Prezes PiS mówił o "przymusowym dokarmianiu" Mariusza Kamińskiego w więzieniu.
"To stało się na podstawie decyzji sądu, wydanej wobec opinii lekarzy, którzy stwierdzali, że stan zdrowia Kamińskiego to wymusza. Również politycy PiS mówili, że życie Kamińskiego jest zagrożone, więc trudno się dziwić, że służba więzienna w tym kierunku działała" - skomentował Włodzimierz Cimoszewicz.
Chociaż dzisiejszy dzień w Sejmie był zapowiadany jako bardzo gorący, Prawo i Sprawiedliwość nie zdecydowało się na happeningi.
"Też się nad tym zastanawiałem" - powiedział były premier - "Przypuszczam, że jednak zdają sobie sprawę z tego, że przegrywają politycznie w oczach dużej części społeczeństwa, jeżeli przekraczają granicę przyzwoitości politycznej, jeżeli huliganią".
"Prawnie (sprawa Kamińskiego i Wąsika) jest zakończona po prawomocnym wyroku sądowym. To, że wyrok jest prawomocny potwierdził pan Duda ułaskawiając, obu tych gości" - stwierdził gość Piotra Salaka. "Zgodnie z konstytucją i kodeksem wyborczym, w momencie wydania tego wyroku, oni przestali być posłami" - dodał.
"Z prawnego punktu widzenia, to jest koniec, natomiast z politycznego, to (sprawa obu polityków PiS) będzie ciągnięte oczywiście" - mówi Cimoszewicz, dodając, że mamy do czynienia z "otwartą wojną" między gabinetem Tuska i Pałacem Prezydenckim.

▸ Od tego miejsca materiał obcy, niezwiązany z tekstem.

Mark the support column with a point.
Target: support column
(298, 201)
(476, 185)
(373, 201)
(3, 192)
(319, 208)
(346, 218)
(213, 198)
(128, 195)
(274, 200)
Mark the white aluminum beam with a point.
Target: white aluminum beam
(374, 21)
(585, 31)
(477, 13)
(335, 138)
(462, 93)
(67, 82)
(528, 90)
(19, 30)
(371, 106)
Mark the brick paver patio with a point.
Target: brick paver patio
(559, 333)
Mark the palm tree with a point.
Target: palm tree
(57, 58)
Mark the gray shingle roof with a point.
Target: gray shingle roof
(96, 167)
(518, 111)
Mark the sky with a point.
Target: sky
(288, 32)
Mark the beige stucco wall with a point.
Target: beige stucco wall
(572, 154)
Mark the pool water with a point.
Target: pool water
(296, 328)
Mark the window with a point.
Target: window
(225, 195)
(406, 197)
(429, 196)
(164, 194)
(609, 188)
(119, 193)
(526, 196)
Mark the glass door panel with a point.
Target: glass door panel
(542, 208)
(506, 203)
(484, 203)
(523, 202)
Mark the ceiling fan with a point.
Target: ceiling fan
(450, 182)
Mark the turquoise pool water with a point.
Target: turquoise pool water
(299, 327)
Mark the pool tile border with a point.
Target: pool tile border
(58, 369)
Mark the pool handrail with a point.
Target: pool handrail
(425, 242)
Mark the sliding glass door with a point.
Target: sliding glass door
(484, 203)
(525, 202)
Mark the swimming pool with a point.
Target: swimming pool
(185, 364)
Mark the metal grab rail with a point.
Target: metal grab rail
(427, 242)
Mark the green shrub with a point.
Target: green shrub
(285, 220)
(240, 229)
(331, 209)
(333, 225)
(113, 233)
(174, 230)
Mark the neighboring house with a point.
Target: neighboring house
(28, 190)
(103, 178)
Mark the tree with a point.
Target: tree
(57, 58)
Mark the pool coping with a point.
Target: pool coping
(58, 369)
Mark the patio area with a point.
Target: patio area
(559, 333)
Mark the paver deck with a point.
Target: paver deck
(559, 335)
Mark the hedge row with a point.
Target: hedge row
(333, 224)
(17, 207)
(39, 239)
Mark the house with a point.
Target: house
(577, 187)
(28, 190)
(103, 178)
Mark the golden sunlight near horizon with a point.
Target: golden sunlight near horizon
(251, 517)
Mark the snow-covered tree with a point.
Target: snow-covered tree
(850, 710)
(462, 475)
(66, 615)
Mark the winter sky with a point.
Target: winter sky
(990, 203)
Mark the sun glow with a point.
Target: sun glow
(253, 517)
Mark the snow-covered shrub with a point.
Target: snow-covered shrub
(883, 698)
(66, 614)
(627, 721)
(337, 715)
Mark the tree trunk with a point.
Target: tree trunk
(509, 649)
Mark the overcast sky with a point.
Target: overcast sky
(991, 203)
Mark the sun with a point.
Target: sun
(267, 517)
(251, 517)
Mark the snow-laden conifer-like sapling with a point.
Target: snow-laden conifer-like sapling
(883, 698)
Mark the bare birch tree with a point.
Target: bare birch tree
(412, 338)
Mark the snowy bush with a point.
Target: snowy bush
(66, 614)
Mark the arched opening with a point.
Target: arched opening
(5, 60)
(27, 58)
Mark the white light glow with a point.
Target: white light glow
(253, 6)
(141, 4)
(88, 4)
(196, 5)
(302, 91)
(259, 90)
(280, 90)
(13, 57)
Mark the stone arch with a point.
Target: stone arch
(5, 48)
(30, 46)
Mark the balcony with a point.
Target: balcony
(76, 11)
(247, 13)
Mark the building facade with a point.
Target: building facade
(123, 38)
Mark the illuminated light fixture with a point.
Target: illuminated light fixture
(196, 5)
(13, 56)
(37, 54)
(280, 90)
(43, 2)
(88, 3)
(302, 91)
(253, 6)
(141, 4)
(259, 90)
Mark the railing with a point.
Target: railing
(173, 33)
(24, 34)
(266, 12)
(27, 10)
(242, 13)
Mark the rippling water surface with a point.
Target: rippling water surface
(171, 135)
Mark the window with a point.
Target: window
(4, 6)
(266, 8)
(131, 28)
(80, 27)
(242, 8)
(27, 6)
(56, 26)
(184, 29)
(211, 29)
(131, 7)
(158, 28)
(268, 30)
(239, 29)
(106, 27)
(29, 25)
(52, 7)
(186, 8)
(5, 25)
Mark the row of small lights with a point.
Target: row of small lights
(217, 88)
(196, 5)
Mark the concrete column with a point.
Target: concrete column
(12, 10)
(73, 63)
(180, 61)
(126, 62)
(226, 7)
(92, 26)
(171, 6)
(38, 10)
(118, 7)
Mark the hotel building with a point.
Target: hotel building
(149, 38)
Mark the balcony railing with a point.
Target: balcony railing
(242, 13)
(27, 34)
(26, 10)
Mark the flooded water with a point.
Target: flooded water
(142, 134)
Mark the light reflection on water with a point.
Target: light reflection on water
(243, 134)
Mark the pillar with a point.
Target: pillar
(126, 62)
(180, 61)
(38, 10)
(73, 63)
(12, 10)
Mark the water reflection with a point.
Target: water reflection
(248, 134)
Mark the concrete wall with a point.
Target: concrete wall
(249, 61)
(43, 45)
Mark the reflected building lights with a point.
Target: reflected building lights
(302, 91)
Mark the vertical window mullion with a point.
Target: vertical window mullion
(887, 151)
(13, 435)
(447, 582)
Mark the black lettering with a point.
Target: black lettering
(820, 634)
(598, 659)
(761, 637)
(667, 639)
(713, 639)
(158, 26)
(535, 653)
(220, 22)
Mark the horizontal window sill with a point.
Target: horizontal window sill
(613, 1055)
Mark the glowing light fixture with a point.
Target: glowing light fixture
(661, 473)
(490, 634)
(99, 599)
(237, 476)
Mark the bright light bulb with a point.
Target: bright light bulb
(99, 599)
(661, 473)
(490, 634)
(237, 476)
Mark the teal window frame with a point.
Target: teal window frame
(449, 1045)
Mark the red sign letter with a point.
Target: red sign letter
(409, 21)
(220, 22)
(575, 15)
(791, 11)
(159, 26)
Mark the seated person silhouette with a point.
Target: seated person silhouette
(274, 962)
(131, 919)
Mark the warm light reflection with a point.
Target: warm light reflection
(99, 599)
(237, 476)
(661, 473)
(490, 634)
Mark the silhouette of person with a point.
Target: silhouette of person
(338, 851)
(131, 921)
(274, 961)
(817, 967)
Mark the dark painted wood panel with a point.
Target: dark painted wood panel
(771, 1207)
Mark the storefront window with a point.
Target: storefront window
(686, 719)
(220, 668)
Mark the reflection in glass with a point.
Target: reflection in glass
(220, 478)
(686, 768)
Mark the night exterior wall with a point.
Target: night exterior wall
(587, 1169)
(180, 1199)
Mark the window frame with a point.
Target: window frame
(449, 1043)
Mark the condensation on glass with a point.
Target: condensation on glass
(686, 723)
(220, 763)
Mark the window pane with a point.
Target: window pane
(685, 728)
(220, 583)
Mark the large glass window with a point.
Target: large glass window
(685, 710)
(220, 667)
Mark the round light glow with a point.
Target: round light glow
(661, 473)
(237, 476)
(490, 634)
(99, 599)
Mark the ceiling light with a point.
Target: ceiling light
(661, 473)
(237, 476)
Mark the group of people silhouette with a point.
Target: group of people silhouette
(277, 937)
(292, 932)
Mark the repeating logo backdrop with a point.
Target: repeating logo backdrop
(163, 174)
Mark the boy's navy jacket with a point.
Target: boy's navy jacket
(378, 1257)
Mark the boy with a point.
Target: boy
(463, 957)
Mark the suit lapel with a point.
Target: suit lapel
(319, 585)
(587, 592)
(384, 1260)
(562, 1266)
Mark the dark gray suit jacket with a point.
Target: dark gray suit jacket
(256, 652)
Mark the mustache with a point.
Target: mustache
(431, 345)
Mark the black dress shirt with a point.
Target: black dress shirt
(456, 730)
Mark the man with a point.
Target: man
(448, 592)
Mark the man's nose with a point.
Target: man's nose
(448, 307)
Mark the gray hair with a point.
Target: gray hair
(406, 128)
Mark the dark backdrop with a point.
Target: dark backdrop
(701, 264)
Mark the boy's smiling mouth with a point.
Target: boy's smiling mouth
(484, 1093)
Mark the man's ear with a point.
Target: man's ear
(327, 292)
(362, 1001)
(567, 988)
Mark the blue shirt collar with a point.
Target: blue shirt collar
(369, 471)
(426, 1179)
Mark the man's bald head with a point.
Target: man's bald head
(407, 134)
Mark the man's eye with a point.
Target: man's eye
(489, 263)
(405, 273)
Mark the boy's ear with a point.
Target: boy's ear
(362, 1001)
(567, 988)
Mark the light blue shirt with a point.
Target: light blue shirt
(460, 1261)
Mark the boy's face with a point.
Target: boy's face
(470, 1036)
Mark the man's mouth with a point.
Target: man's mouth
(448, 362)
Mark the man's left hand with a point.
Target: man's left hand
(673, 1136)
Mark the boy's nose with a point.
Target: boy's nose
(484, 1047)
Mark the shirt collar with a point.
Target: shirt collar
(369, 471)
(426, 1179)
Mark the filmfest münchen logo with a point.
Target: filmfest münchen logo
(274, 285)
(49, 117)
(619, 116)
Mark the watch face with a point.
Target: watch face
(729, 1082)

"Pan Duda zdecydował się na takie postępowanie. Bardzo niedobre jest to dla naszego kraju, no ale niestety ktoś takiego wyboru dokonał" - podsumował europoseł.
Zapytany, czy w związku z sytuacją w prokuraturze, sądach i mediach można powiedzieć, że mamy do czynienia z kryzysem państwa, Cimoszewicz odpowiedział: "To jest sytuacja bliska kryzysu. O tyle bym jeszcze nie nazwał tego kryzysem, bo to mimo wszystko jeszcze jakoś funkcjonuje. Najbardziej sytuacją przypominającą trafienie w ślepy zaułek jest ta, która dotyczy mediów publicznych. Wydaje mi się, że pan Sienkiewicz powinien był rozstrzygnąć tę sprawę inaczej, ale sytuacja jest rzeczywiście bardzo trudna. To jest konsekwencja ośmioletniej polityki PiS-u, który obsadzał wszystkie instytucje państwa swoimi ludźmi".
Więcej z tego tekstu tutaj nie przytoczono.